A figure was standing on the ice down there.
Ben stared at it and thought: There may be a man down there, but can he be wearing what it looks like he's wearing? It's impossible, isn't it?
The figure was dressed in what appeared to be a white-silver clown suit. It rippled around him in the polar wind. There were oversized orange shoes on his feet. They matched the pompom buttons which ran down the front of his suit. One hand grasped a bundle of strings which rose to a bright bunch of balloons, and when Ben observed that the balloons were floating in his direction, he felt unreality wash over him more strongly. He closed his eyes, rubbed them, opened them. The balloons still appeared to be floating toward him.
He heard Mr Fazio's voke in his head. Be careful of de fros'bite, boy.

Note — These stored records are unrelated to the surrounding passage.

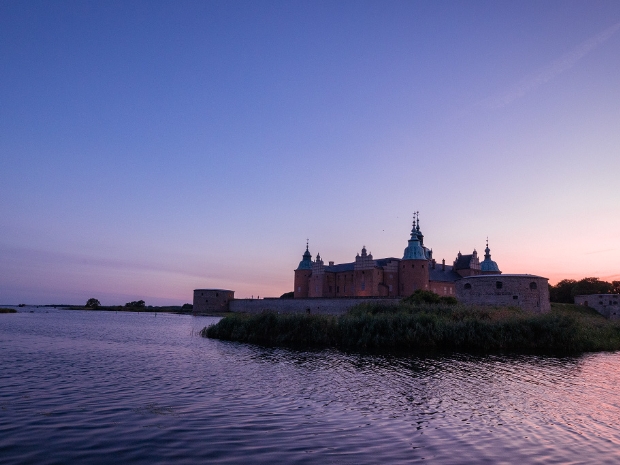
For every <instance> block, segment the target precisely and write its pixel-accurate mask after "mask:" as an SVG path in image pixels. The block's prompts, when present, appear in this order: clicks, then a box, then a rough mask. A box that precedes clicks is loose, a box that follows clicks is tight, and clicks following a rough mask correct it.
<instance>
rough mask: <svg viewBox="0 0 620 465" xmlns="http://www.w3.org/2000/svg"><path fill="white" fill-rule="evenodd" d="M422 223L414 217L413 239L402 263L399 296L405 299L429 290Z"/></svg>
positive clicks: (404, 251) (413, 222) (411, 229)
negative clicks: (408, 297) (422, 235)
mask: <svg viewBox="0 0 620 465" xmlns="http://www.w3.org/2000/svg"><path fill="white" fill-rule="evenodd" d="M420 236H421V237H424V236H422V233H421V232H420V223H419V217H418V219H417V221H416V216H415V215H414V217H413V228H412V229H411V238H410V239H409V242H408V245H407V247H406V248H405V251H404V253H403V259H402V260H401V262H400V270H399V281H400V292H399V295H401V296H403V297H405V296H409V295H411V294H413V293H414V292H415V291H416V290H418V289H428V276H429V275H428V266H429V261H428V254H427V251H426V250H425V248H424V247H423V246H422V245H421V243H420Z"/></svg>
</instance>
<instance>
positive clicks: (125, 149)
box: [0, 0, 620, 305]
mask: <svg viewBox="0 0 620 465" xmlns="http://www.w3.org/2000/svg"><path fill="white" fill-rule="evenodd" d="M0 63H1V65H0V180H1V182H2V187H1V194H0V303H4V304H17V303H21V302H24V303H29V304H51V303H75V304H82V303H84V302H86V299H88V298H89V297H96V298H98V299H99V300H100V301H101V303H102V304H104V305H114V304H124V303H125V302H127V301H129V300H136V299H144V300H145V301H146V303H147V305H149V304H150V305H165V304H174V305H180V304H182V303H185V302H191V301H192V290H193V289H195V288H207V287H217V288H227V289H233V290H235V291H236V296H237V297H246V296H248V297H249V296H251V295H254V297H256V296H259V295H260V296H279V295H280V294H282V293H283V292H287V291H290V290H292V288H293V269H294V268H296V267H297V265H298V263H299V261H300V260H301V255H302V253H303V251H304V249H305V244H306V238H309V239H310V251H311V253H312V254H313V256H314V255H316V253H317V252H320V254H321V257H322V258H323V259H324V260H325V261H326V262H327V261H329V260H333V261H335V262H337V263H338V262H350V261H352V260H353V259H354V257H355V254H356V253H357V252H359V251H360V249H361V248H362V246H363V245H366V247H367V248H368V250H369V251H370V252H372V253H373V255H374V256H375V257H377V258H379V257H390V256H394V257H399V258H400V257H402V253H403V249H404V248H405V247H406V245H407V239H408V237H409V232H410V229H411V219H412V213H413V212H414V211H416V210H419V211H420V220H421V227H422V231H423V232H424V234H425V244H426V245H427V246H428V247H431V248H432V249H433V251H434V256H435V258H436V259H438V260H441V259H442V258H445V259H446V261H447V262H448V263H449V264H451V263H452V261H453V260H454V258H455V256H456V254H457V253H458V252H459V251H461V252H463V253H471V251H472V250H473V249H474V248H476V249H477V250H478V252H479V253H481V252H482V251H483V249H484V247H485V246H484V243H485V239H486V237H487V236H488V237H489V242H490V247H491V253H492V257H493V259H494V260H496V261H497V262H498V264H499V266H500V269H501V270H502V271H503V272H505V273H532V274H538V275H542V276H545V277H548V278H550V280H551V282H552V283H555V282H557V281H558V280H560V279H564V278H575V279H580V278H583V277H586V276H597V277H599V278H601V279H605V280H612V279H620V2H618V1H617V0H613V1H593V0H588V1H566V0H562V1H544V2H541V1H533V2H528V1H519V2H515V1H497V0H493V1H488V2H482V1H478V2H475V1H466V2H436V1H407V2H383V1H382V2H379V1H377V2H362V1H359V0H355V1H350V2H345V1H340V2H337V1H326V2H320V1H306V2H298V1H284V2H277V1H244V2H241V1H237V2H235V1H221V2H219V1H210V2H202V1H201V2H183V1H171V2H156V1H145V2H132V1H122V2H113V1H106V2H94V1H93V2H89V1H76V2H64V1H45V2H37V1H27V2H24V1H7V0H2V1H0Z"/></svg>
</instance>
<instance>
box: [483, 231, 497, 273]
mask: <svg viewBox="0 0 620 465" xmlns="http://www.w3.org/2000/svg"><path fill="white" fill-rule="evenodd" d="M480 271H486V272H492V273H499V272H500V271H499V267H498V266H497V263H495V262H494V261H493V260H491V249H489V238H488V237H487V246H486V248H485V249H484V260H483V261H482V262H481V263H480Z"/></svg>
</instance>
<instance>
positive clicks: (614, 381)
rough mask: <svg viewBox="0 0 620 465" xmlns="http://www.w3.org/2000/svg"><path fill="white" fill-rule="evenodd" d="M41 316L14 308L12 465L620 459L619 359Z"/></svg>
mask: <svg viewBox="0 0 620 465" xmlns="http://www.w3.org/2000/svg"><path fill="white" fill-rule="evenodd" d="M30 310H33V309H29V308H25V309H20V311H21V313H18V314H12V315H11V314H9V315H0V354H1V356H0V457H2V462H3V463H24V462H33V463H66V462H68V461H83V462H89V463H92V462H95V463H97V462H99V463H109V462H110V461H111V458H112V457H113V460H118V461H122V462H135V463H158V462H159V463H162V462H166V463H168V462H172V461H174V462H179V463H183V462H187V463H194V462H196V461H199V460H203V461H206V460H212V461H214V460H217V461H219V462H222V463H239V462H248V461H251V462H259V463H260V462H307V463H316V462H321V463H323V462H327V463H380V462H388V461H391V462H395V461H408V462H411V461H416V460H423V459H425V460H429V459H430V460H433V461H436V462H441V463H467V462H474V461H475V462H488V463H498V462H500V463H501V462H505V463H514V462H517V461H522V462H523V463H538V462H540V463H549V462H552V463H566V462H590V463H591V462H597V463H616V462H618V460H619V459H620V453H618V450H620V449H619V448H618V446H619V444H620V433H618V431H617V425H618V424H620V395H619V394H618V392H617V386H618V385H620V375H619V374H618V372H619V369H620V354H619V353H613V354H609V353H605V354H590V355H584V356H581V357H565V358H558V357H547V356H498V355H493V356H476V355H464V354H453V355H448V356H446V355H443V356H387V355H360V354H344V353H341V352H337V351H321V352H299V351H290V350H284V349H265V348H260V347H255V346H250V345H242V344H238V343H229V342H221V341H215V340H210V339H204V338H201V337H199V336H198V335H197V331H198V330H200V329H201V328H202V327H204V326H205V325H207V324H210V323H212V322H214V321H216V319H213V318H204V317H203V318H200V317H190V316H180V315H167V314H157V315H153V314H146V313H114V312H81V311H61V310H53V309H51V310H50V309H47V310H45V309H34V313H30ZM46 311H48V312H49V313H45V312H46Z"/></svg>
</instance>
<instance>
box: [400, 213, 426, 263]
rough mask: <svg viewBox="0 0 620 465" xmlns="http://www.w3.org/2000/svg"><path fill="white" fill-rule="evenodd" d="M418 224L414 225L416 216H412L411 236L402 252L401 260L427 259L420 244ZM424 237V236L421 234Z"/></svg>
mask: <svg viewBox="0 0 620 465" xmlns="http://www.w3.org/2000/svg"><path fill="white" fill-rule="evenodd" d="M421 234H422V233H421V232H420V225H419V222H418V225H417V227H416V218H415V216H414V217H413V228H412V229H411V238H410V239H409V242H408V245H407V247H406V248H405V251H404V252H403V260H427V259H428V257H427V256H426V251H425V250H424V247H422V245H421V244H420V235H421ZM422 237H424V236H422Z"/></svg>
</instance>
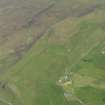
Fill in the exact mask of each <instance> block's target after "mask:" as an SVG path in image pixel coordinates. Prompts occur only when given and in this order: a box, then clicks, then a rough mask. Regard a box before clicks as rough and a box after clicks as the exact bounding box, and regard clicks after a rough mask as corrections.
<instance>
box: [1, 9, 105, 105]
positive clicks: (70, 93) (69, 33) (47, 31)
mask: <svg viewBox="0 0 105 105" xmlns="http://www.w3.org/2000/svg"><path fill="white" fill-rule="evenodd" d="M104 17H105V15H104V9H103V8H99V9H98V10H96V11H94V12H92V13H90V14H88V15H86V16H82V17H81V18H80V17H78V18H77V17H75V18H74V17H68V18H66V19H64V20H62V21H60V22H58V23H57V24H55V25H53V26H52V27H50V29H48V30H47V32H46V33H45V34H44V37H42V38H41V39H40V40H39V41H38V42H37V43H36V44H35V45H34V46H33V47H32V49H31V50H30V51H29V52H28V53H27V54H26V55H25V56H24V57H23V59H22V60H21V61H20V62H18V63H17V64H16V65H15V66H14V67H13V68H11V70H10V71H8V72H7V73H5V74H4V75H3V76H2V77H1V78H0V80H1V82H0V86H1V87H0V102H1V103H0V105H7V104H8V105H102V104H104V98H105V88H104V85H105V82H104V80H105V70H104V68H105V66H104V62H105V61H104V60H105V55H104V54H105V52H104V44H105V43H104V41H105V30H104V29H105V27H104V24H103V22H104Z"/></svg>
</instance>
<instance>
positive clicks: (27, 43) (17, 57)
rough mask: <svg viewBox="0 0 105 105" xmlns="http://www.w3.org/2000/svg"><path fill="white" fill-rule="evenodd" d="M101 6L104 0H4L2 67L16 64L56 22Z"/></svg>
mask: <svg viewBox="0 0 105 105" xmlns="http://www.w3.org/2000/svg"><path fill="white" fill-rule="evenodd" d="M101 8H102V10H103V11H104V0H100V1H98V0H92V1H91V0H85V1H84V0H66V1H64V0H53V1H52V0H25V1H24V0H18V1H17V0H8V1H7V0H1V1H0V71H1V72H4V71H6V70H7V69H8V68H9V67H10V66H13V65H14V64H16V62H17V61H18V60H20V59H21V58H22V56H23V55H24V53H25V52H27V51H28V50H29V49H30V48H31V47H32V45H33V43H35V42H36V41H37V40H39V39H40V37H41V36H43V35H44V33H45V32H46V31H47V30H48V29H49V27H51V26H52V25H54V24H56V23H58V22H60V21H62V20H63V19H65V18H67V17H71V18H81V17H83V16H85V15H88V14H91V13H92V12H95V11H96V10H99V9H101ZM11 40H12V41H11Z"/></svg>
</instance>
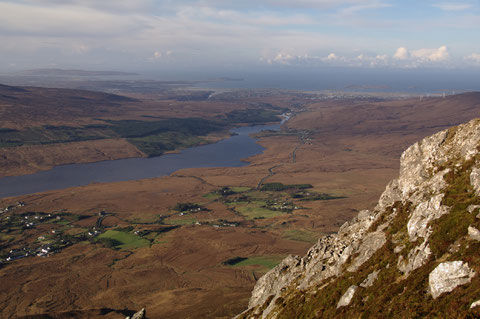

It had to be a hallucination or a mirage brought on by some weird trick of the weather. There could be a man down there on the ice; he supposed it was even technically possible he could be wearing a clown suit. But the balloons couldn't be floating toward Ben, into the wind. Yet that was just what they appeared to be doing.
Ben! the clown on the ice called. Ben thought that voice was only in his mind, although it seemed he heard it with his ears. Want a balloon, Ben?
There was something so evil in that voice, so awful, that Ben wanted to run away as fast as he could, but his feet seemed as welded to this sidewalk as the teetertotters in the schoolyard were welded to the ground.
They float, Ben! They all float! Try one and see!
The clown began walking along the ice toward the Canal bridge where Ben stood. Ben watched him come, not moving; he watched as a bird watches an approaching snake. The balloons should have burst in the intense cold, but they did not; they floated above and ahead of the clown when they should have been streaming out behind him, trying to escape back into the Barrens . . . where, some part of Ben's mind assured him, this creature had come from in the first place.